A suicide car bomb that exploded Thursday evening outside a compound used by Western contractors in Kandahar City was the latest and deadliest attack. The 9:30 p.m. blast killed at least four Afghan security guards and wounded 16 other people, including at least two Americans, along with South African and Nepalese employees. The compound houses USAID contractors, including Chemonics International, the Louis Berger Group and the Central Asia Development Group, according to U.S. officials.
Three buildings in the compound, which sits within five miles of the Canadian-run Provincial Reconstruction Team base, were damaged, U.S. officials said. At least one company working in Kandahar, Bethesda-based DAI, evacuated some employees to Kabul after the attack, the officials said. “The bad guys have figured it out,” one U.S. official in Kandahar said. “I’ve never seen them go after implementing partners this way. We’ve got to reevaluate now what we’re doing.”
Thursday’s attack came two days after Hosiy Sahibzada, 24, an Afghan who worked for DAI, was gunned down as she walked home from the office in Kandahar City. On Tuesday, an Afghan employee of Arlington-based International Relief & Development, was shot and killed in Helmand province’s Garmsir area. In late March, two men wearing suicide vests and carrying assault rifles scaled the wall around a USAID contractor’s office building in Lashkar Gah, Helmand’s provincial capital, U.S. officials said. They sprayed gunfire into the office where an American and four Afghans administered an agricultural project. At the time, only an Afghan secretary was in the office. She was shot twice in the stomach but survived, U.S. officials said, and security guards killed the attackers before they could blow themselves up.
The fifth incident also occurred in late March, south of Lashkar Gah. A convoy of Chemonics employees was the target of a bomb-and-gunfire ambush in which three Afghans were killed. On Dec. 15, a DAI facility was bombed in Gardez, killing five Afghan security guards. The U.S. official said it would be foolish to think that the attacks were independent of one another. “This can’t be coincidental,” he said. “This is what they’re doing now.” A senior U.S. military official in Kandahar said the military is “looking hard at these incidents” for signs of a pattern and to figure out whether targeting contractors has become a tactic. As more U.S. troops arrive and Afghan forces improve, it was to be expected that insurgents would go after more vulnerable targets, the official said, especially “as we focus on improving governance.”
In Afghanistan, as in Iraq, residents who work with U.S. troops or civilians do so at great personal risk. But the spate of violence against USAID contractors in Afghanistan appears to represent a decision by the Taliban to undercut Afghan support for the U.S. efforts, officials said. A key facet of U.S. strategy in Helmand and Kandahar is to flood those insurgent hot spots with day-labor opportunities, farming assistance and other projects that complement the military operations.
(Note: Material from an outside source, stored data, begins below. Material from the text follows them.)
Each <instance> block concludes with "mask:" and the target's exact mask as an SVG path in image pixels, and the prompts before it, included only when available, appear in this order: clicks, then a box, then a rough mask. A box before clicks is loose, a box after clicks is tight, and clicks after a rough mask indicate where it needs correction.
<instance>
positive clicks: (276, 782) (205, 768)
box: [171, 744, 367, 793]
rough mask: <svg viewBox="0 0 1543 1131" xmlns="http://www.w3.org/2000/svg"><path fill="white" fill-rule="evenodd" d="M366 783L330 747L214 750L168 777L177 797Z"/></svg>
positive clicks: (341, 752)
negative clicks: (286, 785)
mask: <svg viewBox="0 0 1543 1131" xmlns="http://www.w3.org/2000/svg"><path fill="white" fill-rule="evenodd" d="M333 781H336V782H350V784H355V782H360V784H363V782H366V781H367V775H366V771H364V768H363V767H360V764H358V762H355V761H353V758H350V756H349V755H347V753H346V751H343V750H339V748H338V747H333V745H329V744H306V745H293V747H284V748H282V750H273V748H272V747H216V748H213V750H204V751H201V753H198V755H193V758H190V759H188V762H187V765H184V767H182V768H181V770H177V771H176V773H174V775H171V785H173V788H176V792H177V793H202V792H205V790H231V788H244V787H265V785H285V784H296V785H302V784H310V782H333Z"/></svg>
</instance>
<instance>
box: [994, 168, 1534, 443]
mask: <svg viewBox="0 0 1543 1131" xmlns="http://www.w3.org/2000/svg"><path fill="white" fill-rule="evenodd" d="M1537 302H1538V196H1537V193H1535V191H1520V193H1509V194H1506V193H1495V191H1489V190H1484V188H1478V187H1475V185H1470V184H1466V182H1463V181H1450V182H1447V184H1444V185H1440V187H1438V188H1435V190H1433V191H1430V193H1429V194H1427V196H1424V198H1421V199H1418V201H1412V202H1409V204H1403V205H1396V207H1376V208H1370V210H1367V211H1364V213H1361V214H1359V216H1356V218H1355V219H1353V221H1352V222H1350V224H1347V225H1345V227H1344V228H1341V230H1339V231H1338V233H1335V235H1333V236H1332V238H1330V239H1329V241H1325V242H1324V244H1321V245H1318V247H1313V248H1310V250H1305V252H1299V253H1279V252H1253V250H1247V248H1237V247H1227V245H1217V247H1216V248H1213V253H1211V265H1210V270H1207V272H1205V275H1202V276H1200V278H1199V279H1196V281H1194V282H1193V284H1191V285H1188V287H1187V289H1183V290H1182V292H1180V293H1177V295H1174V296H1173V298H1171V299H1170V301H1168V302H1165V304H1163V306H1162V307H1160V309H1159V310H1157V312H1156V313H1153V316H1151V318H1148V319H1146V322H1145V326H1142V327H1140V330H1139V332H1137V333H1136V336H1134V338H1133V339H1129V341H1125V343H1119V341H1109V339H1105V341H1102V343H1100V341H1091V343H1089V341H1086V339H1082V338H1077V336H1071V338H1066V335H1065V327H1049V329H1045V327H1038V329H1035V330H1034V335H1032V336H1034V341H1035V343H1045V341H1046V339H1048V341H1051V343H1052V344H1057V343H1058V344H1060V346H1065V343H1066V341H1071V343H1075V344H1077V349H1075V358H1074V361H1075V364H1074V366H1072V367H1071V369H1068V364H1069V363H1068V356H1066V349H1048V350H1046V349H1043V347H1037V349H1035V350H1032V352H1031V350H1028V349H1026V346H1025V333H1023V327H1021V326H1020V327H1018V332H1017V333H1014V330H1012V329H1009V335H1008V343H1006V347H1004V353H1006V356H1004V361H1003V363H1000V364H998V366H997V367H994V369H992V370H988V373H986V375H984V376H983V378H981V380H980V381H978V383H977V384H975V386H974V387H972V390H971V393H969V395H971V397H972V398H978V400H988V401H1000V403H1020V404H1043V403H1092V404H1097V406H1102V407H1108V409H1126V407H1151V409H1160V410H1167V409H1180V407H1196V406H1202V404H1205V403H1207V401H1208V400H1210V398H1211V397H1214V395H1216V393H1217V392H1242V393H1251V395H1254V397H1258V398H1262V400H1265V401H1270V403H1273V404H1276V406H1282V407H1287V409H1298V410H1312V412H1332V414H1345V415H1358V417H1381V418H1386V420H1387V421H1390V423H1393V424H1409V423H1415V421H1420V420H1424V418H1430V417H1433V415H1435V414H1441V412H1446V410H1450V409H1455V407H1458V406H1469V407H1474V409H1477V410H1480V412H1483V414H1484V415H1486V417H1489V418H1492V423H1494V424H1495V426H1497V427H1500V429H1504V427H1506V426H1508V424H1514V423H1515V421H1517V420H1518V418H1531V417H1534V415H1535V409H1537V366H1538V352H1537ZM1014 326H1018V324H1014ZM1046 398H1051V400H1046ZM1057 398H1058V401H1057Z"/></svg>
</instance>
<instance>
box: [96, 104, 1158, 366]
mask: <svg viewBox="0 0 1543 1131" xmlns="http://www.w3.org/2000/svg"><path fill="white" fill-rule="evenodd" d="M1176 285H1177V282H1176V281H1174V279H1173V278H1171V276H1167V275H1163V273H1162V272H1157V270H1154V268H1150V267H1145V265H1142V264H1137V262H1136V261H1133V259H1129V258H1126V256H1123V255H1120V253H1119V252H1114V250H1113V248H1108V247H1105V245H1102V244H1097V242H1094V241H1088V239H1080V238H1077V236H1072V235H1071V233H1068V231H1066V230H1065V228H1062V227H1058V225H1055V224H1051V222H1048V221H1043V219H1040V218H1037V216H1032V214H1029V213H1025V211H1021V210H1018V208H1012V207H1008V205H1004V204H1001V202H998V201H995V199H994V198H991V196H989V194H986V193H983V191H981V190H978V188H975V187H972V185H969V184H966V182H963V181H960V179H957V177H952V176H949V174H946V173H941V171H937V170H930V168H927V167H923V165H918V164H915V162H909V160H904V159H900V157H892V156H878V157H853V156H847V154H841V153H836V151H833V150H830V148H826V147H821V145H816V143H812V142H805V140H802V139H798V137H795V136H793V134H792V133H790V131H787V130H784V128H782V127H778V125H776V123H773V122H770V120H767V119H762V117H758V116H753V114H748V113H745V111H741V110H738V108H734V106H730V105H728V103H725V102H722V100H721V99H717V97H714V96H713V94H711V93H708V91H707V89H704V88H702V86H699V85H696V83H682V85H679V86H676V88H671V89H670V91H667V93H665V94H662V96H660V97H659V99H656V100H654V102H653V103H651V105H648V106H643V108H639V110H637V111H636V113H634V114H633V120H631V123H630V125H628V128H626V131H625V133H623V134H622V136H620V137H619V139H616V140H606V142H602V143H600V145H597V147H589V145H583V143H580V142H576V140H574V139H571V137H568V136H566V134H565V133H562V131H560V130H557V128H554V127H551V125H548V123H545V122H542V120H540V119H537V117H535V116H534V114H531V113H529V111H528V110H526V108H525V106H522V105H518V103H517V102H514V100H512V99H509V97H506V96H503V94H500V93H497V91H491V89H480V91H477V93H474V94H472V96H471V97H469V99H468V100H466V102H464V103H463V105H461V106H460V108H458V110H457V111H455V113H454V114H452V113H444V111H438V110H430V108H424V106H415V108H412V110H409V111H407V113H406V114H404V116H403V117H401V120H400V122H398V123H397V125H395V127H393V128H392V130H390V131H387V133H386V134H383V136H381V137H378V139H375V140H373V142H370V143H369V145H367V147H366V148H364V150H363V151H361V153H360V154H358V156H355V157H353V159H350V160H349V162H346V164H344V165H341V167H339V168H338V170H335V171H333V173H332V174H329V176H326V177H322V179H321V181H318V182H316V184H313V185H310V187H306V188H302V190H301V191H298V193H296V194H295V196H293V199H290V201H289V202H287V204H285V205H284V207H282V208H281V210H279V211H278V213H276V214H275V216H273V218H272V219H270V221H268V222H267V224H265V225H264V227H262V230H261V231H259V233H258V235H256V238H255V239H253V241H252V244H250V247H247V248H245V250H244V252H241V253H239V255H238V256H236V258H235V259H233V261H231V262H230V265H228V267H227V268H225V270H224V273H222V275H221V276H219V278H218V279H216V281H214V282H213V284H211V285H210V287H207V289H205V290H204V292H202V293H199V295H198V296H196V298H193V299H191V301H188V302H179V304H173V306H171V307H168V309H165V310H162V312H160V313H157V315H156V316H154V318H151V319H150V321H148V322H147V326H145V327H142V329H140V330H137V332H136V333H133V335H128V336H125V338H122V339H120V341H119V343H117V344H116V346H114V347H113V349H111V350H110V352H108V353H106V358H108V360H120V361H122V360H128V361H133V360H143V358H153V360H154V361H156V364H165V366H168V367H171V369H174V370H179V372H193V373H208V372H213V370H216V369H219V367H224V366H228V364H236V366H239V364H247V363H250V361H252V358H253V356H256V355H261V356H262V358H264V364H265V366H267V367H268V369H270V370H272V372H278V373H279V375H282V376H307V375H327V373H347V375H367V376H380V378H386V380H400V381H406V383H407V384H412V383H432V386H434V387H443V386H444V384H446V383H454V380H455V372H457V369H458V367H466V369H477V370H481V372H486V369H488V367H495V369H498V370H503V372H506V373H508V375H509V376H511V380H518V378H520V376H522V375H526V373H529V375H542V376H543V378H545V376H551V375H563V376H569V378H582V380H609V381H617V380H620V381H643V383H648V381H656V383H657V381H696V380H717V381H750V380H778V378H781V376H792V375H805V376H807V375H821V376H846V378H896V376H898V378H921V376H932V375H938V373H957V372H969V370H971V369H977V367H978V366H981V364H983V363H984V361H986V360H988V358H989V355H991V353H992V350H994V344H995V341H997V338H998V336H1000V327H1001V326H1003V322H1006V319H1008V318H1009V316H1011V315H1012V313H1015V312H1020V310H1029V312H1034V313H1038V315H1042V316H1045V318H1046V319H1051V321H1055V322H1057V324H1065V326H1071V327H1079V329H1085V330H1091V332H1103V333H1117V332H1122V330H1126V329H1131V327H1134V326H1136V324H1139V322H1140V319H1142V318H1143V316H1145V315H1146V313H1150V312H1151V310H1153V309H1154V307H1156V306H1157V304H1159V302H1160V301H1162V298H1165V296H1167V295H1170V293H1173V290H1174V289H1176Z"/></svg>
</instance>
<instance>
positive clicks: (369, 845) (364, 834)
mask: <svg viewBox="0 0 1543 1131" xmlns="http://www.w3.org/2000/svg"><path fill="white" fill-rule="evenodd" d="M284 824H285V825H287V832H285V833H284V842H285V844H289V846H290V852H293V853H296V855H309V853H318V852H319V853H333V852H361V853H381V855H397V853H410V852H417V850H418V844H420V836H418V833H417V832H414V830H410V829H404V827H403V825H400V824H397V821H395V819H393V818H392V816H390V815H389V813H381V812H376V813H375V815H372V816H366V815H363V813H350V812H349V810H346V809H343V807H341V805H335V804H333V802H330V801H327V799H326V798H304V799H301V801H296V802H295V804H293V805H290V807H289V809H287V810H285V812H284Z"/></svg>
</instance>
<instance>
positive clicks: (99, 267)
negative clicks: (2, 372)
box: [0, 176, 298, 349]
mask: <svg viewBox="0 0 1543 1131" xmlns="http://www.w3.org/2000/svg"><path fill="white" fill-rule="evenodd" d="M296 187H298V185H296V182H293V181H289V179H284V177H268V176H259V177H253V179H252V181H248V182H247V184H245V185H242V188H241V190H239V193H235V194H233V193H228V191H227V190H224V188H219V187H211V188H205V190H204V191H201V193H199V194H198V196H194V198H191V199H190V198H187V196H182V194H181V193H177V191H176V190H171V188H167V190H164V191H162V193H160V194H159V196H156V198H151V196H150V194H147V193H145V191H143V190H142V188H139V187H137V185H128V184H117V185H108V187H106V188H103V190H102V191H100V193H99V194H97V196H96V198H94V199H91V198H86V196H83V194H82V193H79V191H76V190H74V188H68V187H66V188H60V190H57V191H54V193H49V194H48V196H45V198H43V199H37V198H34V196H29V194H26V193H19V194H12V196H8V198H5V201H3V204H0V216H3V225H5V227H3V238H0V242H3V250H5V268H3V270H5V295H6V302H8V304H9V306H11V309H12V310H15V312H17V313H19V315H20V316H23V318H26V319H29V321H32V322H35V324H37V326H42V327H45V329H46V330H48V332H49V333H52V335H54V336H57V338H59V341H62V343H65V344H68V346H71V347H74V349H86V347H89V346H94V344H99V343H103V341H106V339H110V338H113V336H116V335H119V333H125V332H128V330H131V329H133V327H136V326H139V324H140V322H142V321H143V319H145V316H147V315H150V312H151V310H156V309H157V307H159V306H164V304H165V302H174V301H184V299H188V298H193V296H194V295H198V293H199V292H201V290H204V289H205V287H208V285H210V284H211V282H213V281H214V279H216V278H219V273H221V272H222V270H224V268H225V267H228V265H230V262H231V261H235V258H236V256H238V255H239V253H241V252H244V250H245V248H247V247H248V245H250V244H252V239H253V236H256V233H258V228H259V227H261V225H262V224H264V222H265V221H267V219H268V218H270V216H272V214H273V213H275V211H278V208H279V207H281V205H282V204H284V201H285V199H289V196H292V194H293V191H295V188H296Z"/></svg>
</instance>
But unlike gun-toting NATO troops who live on fortified bases, the workers running those projects routinely mingle with residents, making them “the definition of a soft target,” said another U.S. official in Kandahar.
“USAID now is going to have to really start scrambling to mitigate any damage to their operations,” the official said. “You don’t want to see implementers pulling back.” On Wednesday, U.S. officials in Kandahar said they discussed whether Chemonics should move to a military base because of threats. Michelle Millard, a Chemonics spokeswoman, said the firm could not comment, citing the “fluid security situation.” Officials are also considering whether private security firms that guard USAID contractors should coordinate with U.S. military units. At the moment, “they don’t talk to each other,” a U.S. official said. A spokesman for DAI, Steven O’Connor, said: “We’re constantly evaluating and adjusting our security procedures in response to events on the ground, and that’s what we’re doing right now in Kandahar.”